Water Week at Blue, which ran from May 27th through May 31st, was the combination of two of Canada’s most notable water conferences.
Canadian Water Resources Association’s National Conference kicked off Water Week at Blue, followed by the Canadian Water Summit, which included the Water’s Next Awards.
On Monday, May 27th, Crozier & Associates Partner and Senior Water Resources Engineer Nick Mocan presented alongside Dr. Kevin Stevens of Wilfrid Laurier University at the 2019 CWRA National Conference on how targeted vegetation plantings can be used to enhance water quality treatment in stormwater management ponds.
Their presentation covered the last 8 months of site visits, vegetation surveys, and water sampling at a stormwater management (SWM) pond near a subdivision in the Credit Valley watershed. Dr. Stevens, an expert in wetland plant ecology, discussed the science behind how plants can contribute to water quality treatment, the types of vegetation found at the site, and preliminary water quality analysis results. Mocan drew on his expertise in stormwater management to review the impact of climate change on SWM facility inputs, hydrology, and hydraulics. Mocan also highlighted how this multi-disciplinary research can help stormwater ponds cope with the effects of a changing climate.

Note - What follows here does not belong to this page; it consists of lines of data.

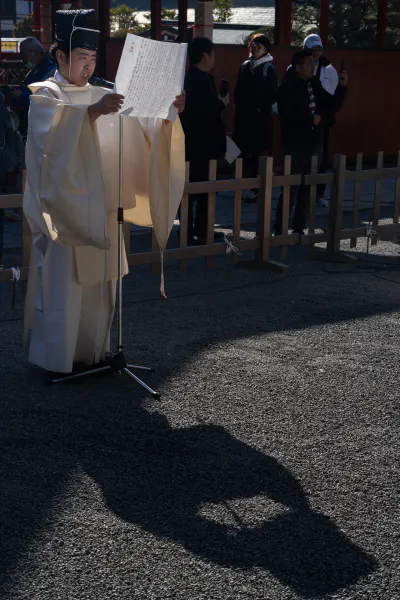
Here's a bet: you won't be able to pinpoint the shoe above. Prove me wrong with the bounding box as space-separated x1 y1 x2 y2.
176 229 199 246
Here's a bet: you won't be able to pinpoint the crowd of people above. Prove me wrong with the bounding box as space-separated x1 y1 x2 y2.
182 34 348 244
0 29 347 253
0 10 347 373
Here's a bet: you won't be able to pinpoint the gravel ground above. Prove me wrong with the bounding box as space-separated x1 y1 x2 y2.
0 246 400 600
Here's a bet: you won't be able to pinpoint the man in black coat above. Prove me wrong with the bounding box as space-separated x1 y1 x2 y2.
181 37 229 244
233 34 278 201
275 50 348 235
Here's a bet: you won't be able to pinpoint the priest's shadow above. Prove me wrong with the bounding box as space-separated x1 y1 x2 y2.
0 377 377 598
81 396 376 598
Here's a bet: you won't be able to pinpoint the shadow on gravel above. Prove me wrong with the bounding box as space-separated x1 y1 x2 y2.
0 270 388 598
0 374 376 598
82 404 377 598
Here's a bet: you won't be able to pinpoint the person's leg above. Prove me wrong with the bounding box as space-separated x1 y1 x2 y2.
190 159 210 239
0 209 4 269
293 146 322 233
274 148 308 235
317 125 331 199
178 159 208 244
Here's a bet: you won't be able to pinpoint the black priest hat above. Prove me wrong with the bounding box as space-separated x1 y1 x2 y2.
55 10 100 52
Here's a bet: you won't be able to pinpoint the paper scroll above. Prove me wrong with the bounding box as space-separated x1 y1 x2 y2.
114 33 187 121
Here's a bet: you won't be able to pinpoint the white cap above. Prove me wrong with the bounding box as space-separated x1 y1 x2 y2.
303 33 323 50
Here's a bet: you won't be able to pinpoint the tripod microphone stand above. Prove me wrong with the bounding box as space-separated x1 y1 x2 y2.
53 115 160 398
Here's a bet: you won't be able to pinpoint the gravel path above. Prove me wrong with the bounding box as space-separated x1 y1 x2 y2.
0 250 400 600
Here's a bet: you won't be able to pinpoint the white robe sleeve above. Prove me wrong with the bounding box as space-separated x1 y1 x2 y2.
124 117 185 248
24 89 109 249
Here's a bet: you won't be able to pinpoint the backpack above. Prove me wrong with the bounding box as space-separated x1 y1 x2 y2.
240 60 278 115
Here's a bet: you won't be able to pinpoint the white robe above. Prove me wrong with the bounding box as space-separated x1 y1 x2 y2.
23 78 185 373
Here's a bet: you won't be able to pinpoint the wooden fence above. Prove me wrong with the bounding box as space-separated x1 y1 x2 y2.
0 152 400 288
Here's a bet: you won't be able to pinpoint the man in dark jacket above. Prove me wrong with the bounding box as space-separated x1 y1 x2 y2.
233 34 278 201
275 50 348 235
181 37 229 244
12 37 56 135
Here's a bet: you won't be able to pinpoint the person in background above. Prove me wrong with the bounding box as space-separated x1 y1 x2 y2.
0 92 23 270
275 50 348 235
233 34 278 202
11 37 56 135
181 37 229 244
303 34 339 207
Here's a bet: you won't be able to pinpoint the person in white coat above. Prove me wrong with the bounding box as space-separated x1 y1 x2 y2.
303 33 339 207
23 10 185 373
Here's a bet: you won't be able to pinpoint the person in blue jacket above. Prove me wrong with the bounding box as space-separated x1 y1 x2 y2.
12 37 56 135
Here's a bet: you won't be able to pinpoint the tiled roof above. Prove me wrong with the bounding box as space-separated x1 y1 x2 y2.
138 8 275 27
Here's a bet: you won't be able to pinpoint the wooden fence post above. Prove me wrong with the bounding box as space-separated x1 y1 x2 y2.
326 154 346 255
392 152 400 244
256 156 274 262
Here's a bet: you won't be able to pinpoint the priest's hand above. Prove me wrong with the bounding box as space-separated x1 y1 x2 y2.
174 90 186 114
88 94 124 121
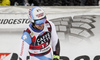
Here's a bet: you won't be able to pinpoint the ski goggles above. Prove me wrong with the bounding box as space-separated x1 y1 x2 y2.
34 18 46 25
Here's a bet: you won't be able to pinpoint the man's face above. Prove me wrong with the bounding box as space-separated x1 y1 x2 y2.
35 24 44 30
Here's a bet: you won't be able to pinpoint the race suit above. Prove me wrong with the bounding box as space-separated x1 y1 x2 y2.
19 21 60 60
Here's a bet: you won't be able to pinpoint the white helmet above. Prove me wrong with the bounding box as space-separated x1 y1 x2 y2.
29 6 46 25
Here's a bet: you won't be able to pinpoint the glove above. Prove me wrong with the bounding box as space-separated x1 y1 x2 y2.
53 55 60 60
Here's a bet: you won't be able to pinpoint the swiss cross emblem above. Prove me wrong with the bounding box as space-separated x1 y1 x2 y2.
23 35 27 40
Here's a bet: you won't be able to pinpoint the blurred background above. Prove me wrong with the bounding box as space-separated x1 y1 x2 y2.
0 0 99 6
0 6 100 60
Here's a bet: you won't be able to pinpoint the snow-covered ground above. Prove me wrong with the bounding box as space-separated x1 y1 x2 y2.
0 6 100 60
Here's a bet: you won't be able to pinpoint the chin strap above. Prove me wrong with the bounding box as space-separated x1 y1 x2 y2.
53 55 60 60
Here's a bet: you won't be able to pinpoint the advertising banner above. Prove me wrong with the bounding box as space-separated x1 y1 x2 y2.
0 7 100 60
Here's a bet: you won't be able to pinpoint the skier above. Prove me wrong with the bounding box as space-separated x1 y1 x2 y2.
19 6 60 60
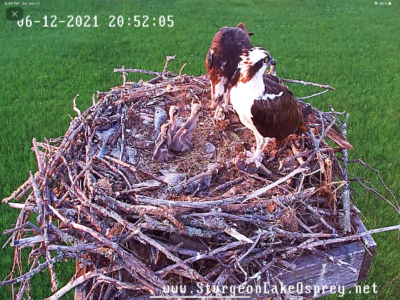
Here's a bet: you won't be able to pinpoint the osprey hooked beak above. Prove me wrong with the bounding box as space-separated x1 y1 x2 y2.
264 55 276 67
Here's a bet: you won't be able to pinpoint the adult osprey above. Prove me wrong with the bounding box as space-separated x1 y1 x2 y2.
206 23 252 115
230 47 304 166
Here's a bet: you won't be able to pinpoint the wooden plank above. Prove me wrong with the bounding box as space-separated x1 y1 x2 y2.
281 242 365 299
351 216 376 282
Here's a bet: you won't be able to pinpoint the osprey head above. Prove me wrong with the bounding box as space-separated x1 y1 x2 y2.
239 47 274 67
238 47 274 82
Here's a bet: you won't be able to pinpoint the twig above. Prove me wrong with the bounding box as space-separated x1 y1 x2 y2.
296 89 328 100
281 78 335 91
72 94 81 117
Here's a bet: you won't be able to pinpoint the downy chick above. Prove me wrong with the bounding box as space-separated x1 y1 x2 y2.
171 103 203 152
153 123 173 162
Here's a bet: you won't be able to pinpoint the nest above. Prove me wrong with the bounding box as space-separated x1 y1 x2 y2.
1 65 398 299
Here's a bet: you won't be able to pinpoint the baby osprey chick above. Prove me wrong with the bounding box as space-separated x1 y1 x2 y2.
171 103 203 152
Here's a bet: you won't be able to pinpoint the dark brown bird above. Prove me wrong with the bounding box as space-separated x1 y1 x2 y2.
230 47 306 166
206 23 252 115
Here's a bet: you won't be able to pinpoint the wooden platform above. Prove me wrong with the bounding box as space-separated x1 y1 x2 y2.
74 216 376 300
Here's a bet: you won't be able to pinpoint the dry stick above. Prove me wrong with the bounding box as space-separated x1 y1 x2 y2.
94 156 132 189
349 173 400 215
179 63 186 77
32 138 58 292
72 94 81 117
304 120 325 174
307 247 358 274
104 155 168 184
49 206 165 291
2 173 33 203
87 203 209 283
0 253 65 287
342 114 351 233
29 171 44 223
45 265 123 300
296 89 329 100
96 274 145 290
16 257 39 300
347 158 400 211
300 200 337 234
281 78 335 91
162 54 176 74
136 168 308 208
119 114 125 161
214 177 246 192
114 69 178 77
155 236 257 274
301 225 400 248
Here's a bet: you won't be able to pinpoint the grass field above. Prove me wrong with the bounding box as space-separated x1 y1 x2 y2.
0 0 400 299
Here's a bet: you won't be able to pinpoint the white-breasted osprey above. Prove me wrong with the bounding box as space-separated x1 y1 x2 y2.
205 23 252 116
230 47 304 166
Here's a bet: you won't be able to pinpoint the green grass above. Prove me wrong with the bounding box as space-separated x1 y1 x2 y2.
0 0 400 299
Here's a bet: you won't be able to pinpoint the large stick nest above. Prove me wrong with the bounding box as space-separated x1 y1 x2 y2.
1 65 396 299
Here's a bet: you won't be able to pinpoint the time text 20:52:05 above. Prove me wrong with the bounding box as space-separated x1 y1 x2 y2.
17 15 174 28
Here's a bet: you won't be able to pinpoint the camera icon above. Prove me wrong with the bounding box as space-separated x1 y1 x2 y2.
6 7 24 21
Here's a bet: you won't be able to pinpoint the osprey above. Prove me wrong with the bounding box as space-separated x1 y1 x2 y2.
230 47 304 166
206 23 252 116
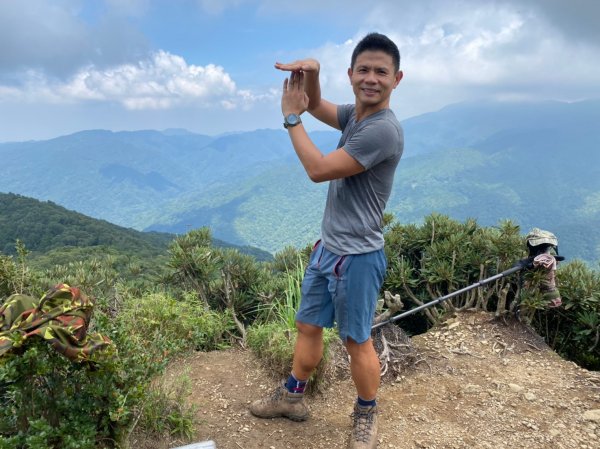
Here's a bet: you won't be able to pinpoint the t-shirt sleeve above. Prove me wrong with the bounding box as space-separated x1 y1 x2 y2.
338 119 403 170
337 104 353 129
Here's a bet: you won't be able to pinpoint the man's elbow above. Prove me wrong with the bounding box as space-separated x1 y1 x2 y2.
306 170 331 184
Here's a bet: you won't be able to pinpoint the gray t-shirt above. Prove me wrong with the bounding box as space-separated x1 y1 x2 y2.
321 105 404 255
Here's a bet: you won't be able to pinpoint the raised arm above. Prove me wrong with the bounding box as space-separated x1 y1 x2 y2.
281 71 365 182
275 59 340 129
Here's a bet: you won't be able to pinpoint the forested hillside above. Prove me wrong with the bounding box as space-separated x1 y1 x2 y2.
0 193 271 263
0 101 600 263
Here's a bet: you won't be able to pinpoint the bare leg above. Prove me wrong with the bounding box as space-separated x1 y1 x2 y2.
292 321 323 380
346 338 380 401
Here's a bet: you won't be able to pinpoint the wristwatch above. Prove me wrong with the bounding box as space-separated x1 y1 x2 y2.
283 114 302 129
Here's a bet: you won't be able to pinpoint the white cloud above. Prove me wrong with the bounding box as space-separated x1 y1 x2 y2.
296 1 600 116
0 51 274 110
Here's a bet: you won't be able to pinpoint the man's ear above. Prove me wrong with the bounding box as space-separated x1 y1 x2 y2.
394 70 404 88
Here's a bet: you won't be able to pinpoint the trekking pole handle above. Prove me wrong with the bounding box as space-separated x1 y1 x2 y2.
371 264 523 330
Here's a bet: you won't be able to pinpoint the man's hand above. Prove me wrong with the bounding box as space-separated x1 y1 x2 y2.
275 59 321 75
281 71 309 116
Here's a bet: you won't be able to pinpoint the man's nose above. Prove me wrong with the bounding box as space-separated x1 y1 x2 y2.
365 70 377 83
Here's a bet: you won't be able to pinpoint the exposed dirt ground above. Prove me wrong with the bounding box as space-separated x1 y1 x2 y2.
134 312 600 449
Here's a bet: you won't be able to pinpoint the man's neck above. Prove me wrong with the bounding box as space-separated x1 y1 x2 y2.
354 101 390 122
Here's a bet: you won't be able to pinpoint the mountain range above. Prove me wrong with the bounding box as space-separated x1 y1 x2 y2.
0 101 600 262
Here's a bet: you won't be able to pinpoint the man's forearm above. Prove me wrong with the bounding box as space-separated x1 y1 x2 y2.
304 71 321 112
288 124 324 182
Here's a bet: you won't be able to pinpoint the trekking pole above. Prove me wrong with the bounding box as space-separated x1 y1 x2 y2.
371 263 526 330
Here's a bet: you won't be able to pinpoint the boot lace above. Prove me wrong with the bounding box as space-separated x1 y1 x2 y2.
350 408 375 443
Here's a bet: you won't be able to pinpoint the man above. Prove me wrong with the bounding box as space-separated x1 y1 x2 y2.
250 33 404 449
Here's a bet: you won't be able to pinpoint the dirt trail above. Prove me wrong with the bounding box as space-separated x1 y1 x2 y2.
136 313 600 449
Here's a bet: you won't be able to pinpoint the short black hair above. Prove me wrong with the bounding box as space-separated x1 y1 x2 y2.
350 33 400 72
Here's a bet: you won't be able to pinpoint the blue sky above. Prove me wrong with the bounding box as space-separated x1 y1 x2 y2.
0 0 600 142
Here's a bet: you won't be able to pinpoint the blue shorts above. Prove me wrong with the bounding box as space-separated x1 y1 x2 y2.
296 240 387 344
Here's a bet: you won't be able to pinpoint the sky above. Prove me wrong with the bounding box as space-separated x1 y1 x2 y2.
0 0 600 142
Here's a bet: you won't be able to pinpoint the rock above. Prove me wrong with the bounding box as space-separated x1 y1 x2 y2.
583 409 600 422
463 384 481 394
508 384 525 393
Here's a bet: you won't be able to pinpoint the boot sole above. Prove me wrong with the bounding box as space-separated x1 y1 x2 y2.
250 410 309 422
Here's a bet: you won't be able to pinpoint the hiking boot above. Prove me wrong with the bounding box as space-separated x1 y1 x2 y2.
250 384 308 421
348 404 377 449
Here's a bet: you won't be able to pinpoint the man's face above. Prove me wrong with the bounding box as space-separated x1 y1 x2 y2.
348 50 402 108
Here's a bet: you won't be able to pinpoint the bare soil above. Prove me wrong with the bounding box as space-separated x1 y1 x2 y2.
132 312 600 449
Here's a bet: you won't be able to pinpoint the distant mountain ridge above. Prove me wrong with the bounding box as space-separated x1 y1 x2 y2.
0 101 600 262
0 193 271 260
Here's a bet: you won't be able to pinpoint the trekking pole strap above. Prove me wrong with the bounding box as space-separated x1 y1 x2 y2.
371 265 523 330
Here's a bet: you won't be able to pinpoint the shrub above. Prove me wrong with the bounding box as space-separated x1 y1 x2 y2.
524 260 600 370
0 342 123 449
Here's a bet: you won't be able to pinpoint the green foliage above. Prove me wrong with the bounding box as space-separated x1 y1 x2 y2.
140 375 196 440
0 193 173 257
0 254 18 303
0 342 127 449
524 260 600 370
118 293 234 355
383 214 524 331
168 228 268 333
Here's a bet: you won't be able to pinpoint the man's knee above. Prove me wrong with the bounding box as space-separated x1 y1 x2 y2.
296 321 323 338
344 337 375 357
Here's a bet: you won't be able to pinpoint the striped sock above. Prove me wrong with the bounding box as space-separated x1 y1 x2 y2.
356 396 377 408
285 373 308 394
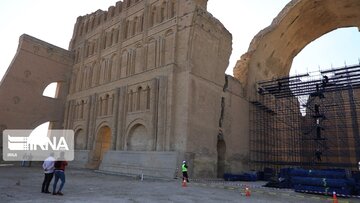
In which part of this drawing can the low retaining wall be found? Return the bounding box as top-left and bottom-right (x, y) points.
(99, 151), (178, 178)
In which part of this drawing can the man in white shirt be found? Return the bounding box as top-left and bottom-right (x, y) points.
(41, 153), (55, 193)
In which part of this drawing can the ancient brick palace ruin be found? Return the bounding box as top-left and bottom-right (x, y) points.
(0, 0), (360, 178)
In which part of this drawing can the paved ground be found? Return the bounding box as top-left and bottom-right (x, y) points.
(0, 164), (360, 203)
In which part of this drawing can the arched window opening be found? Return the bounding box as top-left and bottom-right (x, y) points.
(42, 82), (60, 99)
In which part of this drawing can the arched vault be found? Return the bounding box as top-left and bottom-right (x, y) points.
(234, 0), (360, 99)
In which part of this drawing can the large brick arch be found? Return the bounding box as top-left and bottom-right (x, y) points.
(234, 0), (360, 99)
(0, 34), (73, 129)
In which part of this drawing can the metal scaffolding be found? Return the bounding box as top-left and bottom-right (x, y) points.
(250, 65), (360, 170)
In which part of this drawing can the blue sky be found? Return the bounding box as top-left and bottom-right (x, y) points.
(0, 0), (360, 78)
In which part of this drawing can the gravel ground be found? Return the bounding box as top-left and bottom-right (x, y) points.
(0, 163), (360, 203)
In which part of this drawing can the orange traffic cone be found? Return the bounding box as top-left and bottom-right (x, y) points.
(181, 179), (186, 187)
(333, 191), (338, 203)
(245, 187), (251, 197)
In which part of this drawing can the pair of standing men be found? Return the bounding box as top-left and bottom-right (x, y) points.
(41, 154), (68, 195)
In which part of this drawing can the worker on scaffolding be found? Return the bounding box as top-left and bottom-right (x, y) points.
(181, 161), (189, 182)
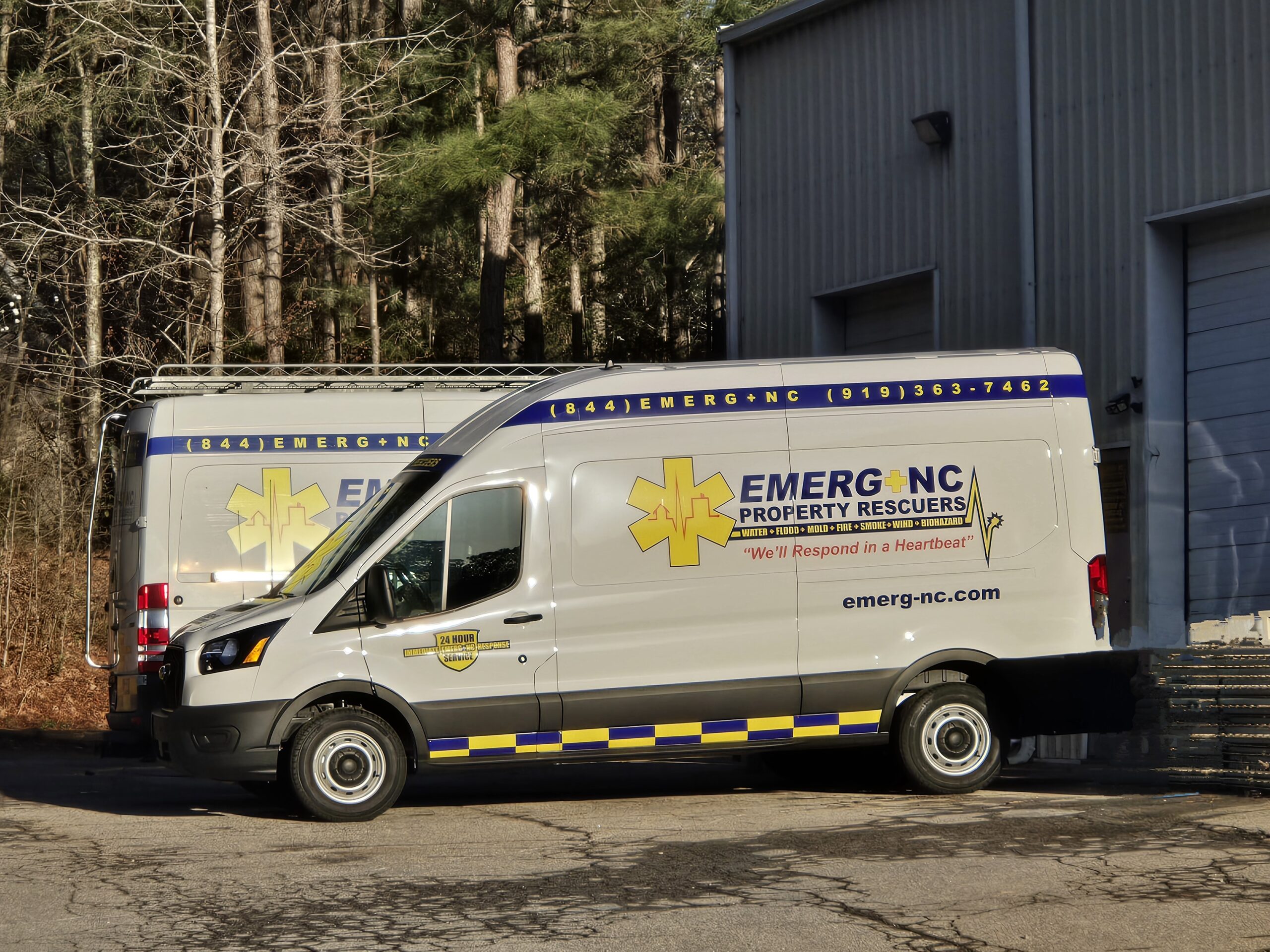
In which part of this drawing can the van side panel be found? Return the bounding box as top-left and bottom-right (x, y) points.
(785, 354), (1097, 690)
(544, 414), (799, 730)
(1045, 354), (1106, 562)
(160, 392), (431, 632)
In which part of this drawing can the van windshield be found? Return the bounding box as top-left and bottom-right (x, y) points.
(269, 453), (458, 598)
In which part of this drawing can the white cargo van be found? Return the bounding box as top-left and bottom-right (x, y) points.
(154, 351), (1110, 820)
(85, 364), (574, 730)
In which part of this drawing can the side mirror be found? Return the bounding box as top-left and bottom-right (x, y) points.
(366, 565), (396, 625)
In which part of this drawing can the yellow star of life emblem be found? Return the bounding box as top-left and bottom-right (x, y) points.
(225, 467), (330, 573)
(626, 456), (737, 566)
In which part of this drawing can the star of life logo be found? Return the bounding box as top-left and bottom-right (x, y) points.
(225, 467), (330, 574)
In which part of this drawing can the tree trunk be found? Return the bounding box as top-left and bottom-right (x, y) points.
(472, 65), (485, 269)
(480, 27), (519, 363)
(665, 265), (692, 360)
(203, 0), (225, 364)
(522, 198), (546, 363)
(366, 131), (380, 367)
(640, 71), (662, 188)
(0, 6), (14, 208)
(569, 247), (587, 363)
(590, 225), (608, 360)
(239, 89), (264, 347)
(321, 0), (353, 363)
(255, 0), (284, 363)
(75, 54), (102, 467)
(662, 54), (683, 165)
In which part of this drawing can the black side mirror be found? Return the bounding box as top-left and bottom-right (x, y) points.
(366, 565), (396, 626)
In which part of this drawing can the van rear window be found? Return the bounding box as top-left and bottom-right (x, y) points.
(122, 433), (146, 467)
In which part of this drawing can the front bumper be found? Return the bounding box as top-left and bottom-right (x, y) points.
(151, 701), (287, 780)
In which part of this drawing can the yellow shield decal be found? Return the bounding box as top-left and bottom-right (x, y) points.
(401, 630), (512, 671)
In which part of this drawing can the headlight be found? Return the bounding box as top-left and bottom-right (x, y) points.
(198, 619), (286, 674)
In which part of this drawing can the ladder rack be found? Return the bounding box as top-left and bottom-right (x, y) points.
(128, 363), (598, 399)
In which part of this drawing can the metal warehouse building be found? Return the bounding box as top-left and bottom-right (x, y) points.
(720, 0), (1270, 646)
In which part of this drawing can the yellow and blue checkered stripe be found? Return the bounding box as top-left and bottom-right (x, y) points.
(428, 711), (882, 759)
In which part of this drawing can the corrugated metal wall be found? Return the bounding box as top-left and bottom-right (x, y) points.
(1031, 0), (1270, 452)
(729, 0), (1022, 357)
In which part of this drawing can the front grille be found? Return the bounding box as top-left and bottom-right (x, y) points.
(159, 648), (186, 711)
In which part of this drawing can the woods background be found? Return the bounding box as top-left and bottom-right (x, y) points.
(0, 0), (771, 727)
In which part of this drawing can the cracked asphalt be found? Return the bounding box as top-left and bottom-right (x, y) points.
(0, 749), (1270, 952)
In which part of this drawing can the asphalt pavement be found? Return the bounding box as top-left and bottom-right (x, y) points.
(0, 744), (1270, 952)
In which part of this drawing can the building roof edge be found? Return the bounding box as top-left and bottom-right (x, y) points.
(717, 0), (856, 46)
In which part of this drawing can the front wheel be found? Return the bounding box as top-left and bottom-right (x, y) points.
(895, 684), (1001, 793)
(291, 707), (406, 823)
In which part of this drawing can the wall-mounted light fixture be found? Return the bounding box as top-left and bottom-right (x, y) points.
(913, 109), (952, 146)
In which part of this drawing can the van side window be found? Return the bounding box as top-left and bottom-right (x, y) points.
(380, 487), (523, 619)
(122, 433), (146, 467)
(381, 504), (449, 618)
(446, 489), (522, 609)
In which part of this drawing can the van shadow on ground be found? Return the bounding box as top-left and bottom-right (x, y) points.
(0, 745), (1133, 819)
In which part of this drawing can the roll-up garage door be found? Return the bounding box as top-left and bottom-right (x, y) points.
(1183, 211), (1270, 621)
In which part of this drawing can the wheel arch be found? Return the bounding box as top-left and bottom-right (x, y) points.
(269, 680), (428, 767)
(878, 648), (996, 732)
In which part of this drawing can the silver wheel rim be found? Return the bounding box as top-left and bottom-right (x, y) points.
(922, 705), (992, 777)
(313, 730), (387, 806)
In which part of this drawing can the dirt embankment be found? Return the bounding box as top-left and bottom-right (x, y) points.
(0, 543), (109, 730)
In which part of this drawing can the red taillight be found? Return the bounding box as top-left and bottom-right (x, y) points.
(1089, 556), (1110, 637)
(137, 581), (168, 673)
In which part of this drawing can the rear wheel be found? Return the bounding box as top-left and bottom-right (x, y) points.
(895, 684), (1001, 793)
(291, 707), (406, 821)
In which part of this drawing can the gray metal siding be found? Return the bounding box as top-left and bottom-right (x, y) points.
(729, 0), (1022, 357)
(1186, 212), (1270, 621)
(1031, 0), (1270, 449)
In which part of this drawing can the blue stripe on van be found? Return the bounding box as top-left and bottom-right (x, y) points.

Preliminary results show that vegetation in the subject SWM pond is performing nutrient removal year-round, but that removal rates are diminished during colder periods. However, there appear to be increasing removal efficiencies as vegetation begins to re-establish itself. Vegetation surveys also noted that volunteer species are contributing to increased species richness, but these plants may not all be desirable.
After collecting and analyzing data from summer of 2018 through spring of 2019, the research team has broadened the scope of the research, from studying not only the treatment of total suspended solids, but also to studying various plants’ abilities to treat urban runoff during rain events in the winter, when more of the vegetation is dormant.
With climate change impacting rain events year-round, it’s more important than ever to develop solutions for managing urban runoff and its effects on the environment.
The second stage of this project will involve developing targeted planting mixes based on local hydrologic, hydraulic, and environmental conditions. We anticipate these mixes will provide improved water quality treatment in SWM facilities, prevent incursions of invasive plant species, and contribute to the reduction of nutrient loading in urban stormwater that reaches lakes and streams.
WATER’S NEXT AWARDS
In addition to the CWRA conference, the Canadian Water Summit hosted the Water’s Next Awards. The Water’s Next national awards program honours the achievements and ideas of individuals and companies that successfully work to change water in our country.
The Crozier & Laurier research project was nominated for a Water’s Next Award in the category for Projects and Technologies – Stormwater. Our project didn’t win the award unfortunately, but we were honoured to have been nominated alongside other notable stormwater projects from across Canada.
We would like to congratulate the research team from Laurier Biology, including Dr. Kevin Stevens, Julia Zazzarini, Heather Jovanovic, Rebekah Hamp, and Emily Hall, along with the Crozier research team, including Nick Mocan, Katherine O’Hearn, Luke Parsons, and Amanda Pinto. Assisting the team with sampling and research were Crozier team members Jurgen Koehler, Himanshi Juneja, Jessica Visser, and Brendan Hummelen, as well as several students including Chris Kwan, Jayesh Boily, Heaven Lin, and Thiruni Thirimanne.